A new pitch for humanitarian aid to Syria
The United Nations has launched a $6.5 billion appeal to help victims of the conflict in Syria. It is the largest appeal for a single emergency in the UN’s history. A similar appeal in June raised only about 60 percent of the money requested.
$6.5 billion is a huge sum, but a consolidated appeal is money needed, not just by the United Nations, but by UN humanitarian agencies and non-governmental organizations that don’t fall under the UN’s umbrella.
“It’s a way of ensuring the agencies aren’t duplicating each other’s work or directly competing against each other for donor funding,” said Abby Stoddard, a partner with Humanitarian Outcomes, an international research partnership on humanitarian policy and practice. “Then the donor governments have a large single document they can use, like a catalogue, to choose which projects they want to fund.”
Stoddard said, at times, representatives of donor governments make informal accusations that agencies ask for more than they need.

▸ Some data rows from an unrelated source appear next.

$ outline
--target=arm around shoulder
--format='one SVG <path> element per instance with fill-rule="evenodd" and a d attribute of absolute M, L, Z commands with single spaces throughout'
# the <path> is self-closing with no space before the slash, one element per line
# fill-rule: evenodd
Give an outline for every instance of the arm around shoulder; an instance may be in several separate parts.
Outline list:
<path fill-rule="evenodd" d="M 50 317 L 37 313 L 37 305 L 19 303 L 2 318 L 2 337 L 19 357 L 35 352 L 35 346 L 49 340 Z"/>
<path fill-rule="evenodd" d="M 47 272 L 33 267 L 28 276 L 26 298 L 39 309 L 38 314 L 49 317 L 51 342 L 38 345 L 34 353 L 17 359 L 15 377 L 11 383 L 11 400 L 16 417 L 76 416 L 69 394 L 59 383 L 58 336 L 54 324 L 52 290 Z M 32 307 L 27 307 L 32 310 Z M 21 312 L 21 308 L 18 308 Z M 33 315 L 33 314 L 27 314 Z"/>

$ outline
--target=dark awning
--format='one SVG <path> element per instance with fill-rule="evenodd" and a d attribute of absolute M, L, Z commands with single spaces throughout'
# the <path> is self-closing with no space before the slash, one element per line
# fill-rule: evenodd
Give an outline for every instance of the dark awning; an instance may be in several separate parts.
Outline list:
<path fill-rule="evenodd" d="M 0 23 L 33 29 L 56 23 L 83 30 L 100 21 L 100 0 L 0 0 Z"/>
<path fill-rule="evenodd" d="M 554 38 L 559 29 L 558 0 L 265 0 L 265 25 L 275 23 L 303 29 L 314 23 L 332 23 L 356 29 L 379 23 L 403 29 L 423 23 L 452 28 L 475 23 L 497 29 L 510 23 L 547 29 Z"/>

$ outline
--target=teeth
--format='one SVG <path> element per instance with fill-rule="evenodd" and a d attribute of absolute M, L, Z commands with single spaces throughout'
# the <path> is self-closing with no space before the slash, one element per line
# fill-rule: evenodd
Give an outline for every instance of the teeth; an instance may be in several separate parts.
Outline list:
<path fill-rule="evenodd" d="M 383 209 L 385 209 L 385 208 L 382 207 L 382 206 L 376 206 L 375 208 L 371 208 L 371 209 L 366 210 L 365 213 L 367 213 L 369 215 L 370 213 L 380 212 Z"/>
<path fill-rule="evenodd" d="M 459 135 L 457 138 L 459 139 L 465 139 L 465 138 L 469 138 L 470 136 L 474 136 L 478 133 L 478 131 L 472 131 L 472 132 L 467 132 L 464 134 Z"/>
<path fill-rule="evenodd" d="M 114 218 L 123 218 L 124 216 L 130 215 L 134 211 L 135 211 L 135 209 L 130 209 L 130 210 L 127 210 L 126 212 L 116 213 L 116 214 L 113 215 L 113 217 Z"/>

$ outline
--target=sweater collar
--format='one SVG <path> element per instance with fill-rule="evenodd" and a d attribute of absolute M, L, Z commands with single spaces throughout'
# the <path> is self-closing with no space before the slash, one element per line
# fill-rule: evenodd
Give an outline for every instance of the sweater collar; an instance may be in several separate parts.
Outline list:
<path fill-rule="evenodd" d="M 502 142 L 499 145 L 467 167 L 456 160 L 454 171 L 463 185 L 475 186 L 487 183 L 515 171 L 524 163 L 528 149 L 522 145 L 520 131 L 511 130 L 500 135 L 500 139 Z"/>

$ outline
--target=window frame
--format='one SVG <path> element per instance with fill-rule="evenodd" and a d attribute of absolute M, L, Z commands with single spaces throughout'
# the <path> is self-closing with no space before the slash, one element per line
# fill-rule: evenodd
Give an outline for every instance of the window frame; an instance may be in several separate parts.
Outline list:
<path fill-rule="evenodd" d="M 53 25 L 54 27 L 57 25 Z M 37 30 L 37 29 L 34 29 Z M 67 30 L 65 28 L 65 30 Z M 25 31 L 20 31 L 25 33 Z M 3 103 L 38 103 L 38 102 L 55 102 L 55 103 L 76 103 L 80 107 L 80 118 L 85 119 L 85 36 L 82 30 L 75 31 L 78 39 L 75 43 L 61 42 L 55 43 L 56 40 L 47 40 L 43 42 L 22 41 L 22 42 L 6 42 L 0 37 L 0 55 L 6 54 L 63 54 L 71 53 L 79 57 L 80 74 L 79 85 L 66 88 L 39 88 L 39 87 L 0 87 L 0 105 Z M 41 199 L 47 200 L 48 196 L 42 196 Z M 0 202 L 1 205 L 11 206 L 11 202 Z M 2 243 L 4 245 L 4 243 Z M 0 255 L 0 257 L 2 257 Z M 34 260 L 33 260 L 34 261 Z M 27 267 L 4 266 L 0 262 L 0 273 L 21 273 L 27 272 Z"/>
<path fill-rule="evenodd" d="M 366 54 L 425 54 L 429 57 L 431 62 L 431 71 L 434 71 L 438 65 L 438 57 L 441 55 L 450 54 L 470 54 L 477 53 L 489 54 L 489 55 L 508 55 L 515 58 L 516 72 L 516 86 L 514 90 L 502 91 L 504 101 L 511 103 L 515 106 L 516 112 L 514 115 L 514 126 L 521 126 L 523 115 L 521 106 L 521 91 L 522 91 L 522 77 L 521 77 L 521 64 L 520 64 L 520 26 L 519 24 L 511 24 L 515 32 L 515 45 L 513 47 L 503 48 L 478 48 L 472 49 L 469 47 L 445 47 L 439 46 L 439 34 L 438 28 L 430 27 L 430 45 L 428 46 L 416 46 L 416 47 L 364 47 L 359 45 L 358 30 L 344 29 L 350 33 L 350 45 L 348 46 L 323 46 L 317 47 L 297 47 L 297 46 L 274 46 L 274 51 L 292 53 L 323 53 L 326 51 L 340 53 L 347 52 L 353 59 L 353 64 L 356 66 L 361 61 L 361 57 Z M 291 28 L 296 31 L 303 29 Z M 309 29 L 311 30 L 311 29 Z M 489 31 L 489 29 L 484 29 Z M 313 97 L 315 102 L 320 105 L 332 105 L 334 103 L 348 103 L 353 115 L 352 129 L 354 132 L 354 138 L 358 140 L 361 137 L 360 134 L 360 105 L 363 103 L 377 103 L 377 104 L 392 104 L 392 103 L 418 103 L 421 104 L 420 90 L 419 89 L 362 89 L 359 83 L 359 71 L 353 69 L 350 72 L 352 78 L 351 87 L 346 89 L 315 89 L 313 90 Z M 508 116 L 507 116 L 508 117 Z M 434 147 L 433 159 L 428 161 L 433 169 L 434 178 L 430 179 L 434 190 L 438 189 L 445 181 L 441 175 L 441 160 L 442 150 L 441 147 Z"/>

“There have been some criticisms that the appeals have been inflated, that the numbers are too high, and that the agencies may be banking on the fact that donors won’t fork over the full amount, so they put in their ask as high as possible to get what they need,” said Stoddard.
Other criticisms of the appeals center on a lack of transparency about how UN tallies up the money it and others need.
“The budget process at the UN is notoriously opaque, and it’s a little hard to figure out how they come up with the top line figures for their appeals,” said John Norris, Executive Director of the Sustainable Security Program at the Center for American Progress. Norris said in the case of Syria, he has a “fair amount of sympathy for the UN,” due to the continued erosion of the situation on the ground.
The UN appeal is aimed at everyone from private donors who can give a few dollars to governments and foundations who can give millions, though Stoddard says that most of the money for the appeal will come from about twenty governments worldwide.
“I sometimes say we’re the best-dressed beggars,” said Bettina Leuscher, chief spokesperson for the WFP in North America, “because for every operation we need to beg for money.”